The Bowls of Wrath
Gracious God, the deepest longings of my heart are for You. Accept my worship and praise as I come before You now.
Read REVELATION 15:1-16:21
Scripture taken from the Holy Bible, NEW INTERNATIONAL VERSION. Copyright © 1973, 1978, 1984 International Bible Society. All rights reserved throughout the world. Used by permission of International Bible Society.
“Did we in our own strength confide, our striving would be losing” (Martin Luther, A Mighty Fortress Is Our God). Your greatest strength is in God.
I have sat in more circles than I care to remember discussing “What is your favorite characteristic of God?” I recall good and creative responses, but not one suggesting, “I am moved by the fact that he is the righteous judge…” I suggest that chs. 12-14 are a sweeping panorama of history and the conflict that is woven into every nation, every tribe and every human soul. Do we veer wildly between optimism and pessimism as we wait and wonder about history’s outcome?
Actually there is no room for uncertainty. Seven angels pour out seven bowls of wrath, and with that: “God’s wrath is completed” and “It is done!” (15:1 and 16:17). Chapters 15-18 are all about judgment, about the conviction that “Somewhere in the universe someone is fair” (words on a poster I remember from the 1970s).
The scene starts with the Songs of Moses and of the Lamb, in Exodus 15 and Revelation 15. These chapters are such friends: choirs lifting their voices while surrounded by Egyptian corpses, or filling the skies with song as the warning of the seven trumpets leads with certainty to the punishment of the seven bowls. Appointed angels pour out God’s wrath on earth and sea, rivers and sky, leading to agony and utter defeat at the “hill of Megiddo.” Finally, there’s the elimination of all who had dared to raise their voices against the living God. Soak up 15:7,8 and 16:17,18 again. Let the sensual onslaught of John’s language move you!
And why should you and I escape this judgment?
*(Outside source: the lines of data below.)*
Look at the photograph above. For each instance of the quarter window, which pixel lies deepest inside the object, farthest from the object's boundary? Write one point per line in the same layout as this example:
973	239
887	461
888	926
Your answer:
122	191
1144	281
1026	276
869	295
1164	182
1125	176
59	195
Well, on a Friday afternoon outside Jerusalem, God poured out all his wrath on his only and beloved Son. There simply is no wrath left for us. Hallelujah!
“Bearing shame and scoffing rude, in my place condemned he stood; Sealed my pardon with his blood. Hallelujah! What a Savior” (Philip P. Bliss). Praise him!
Father, thank You for the wrath You poured out on Jesus at Calvary, allowing me to go free. May I never take it for granted.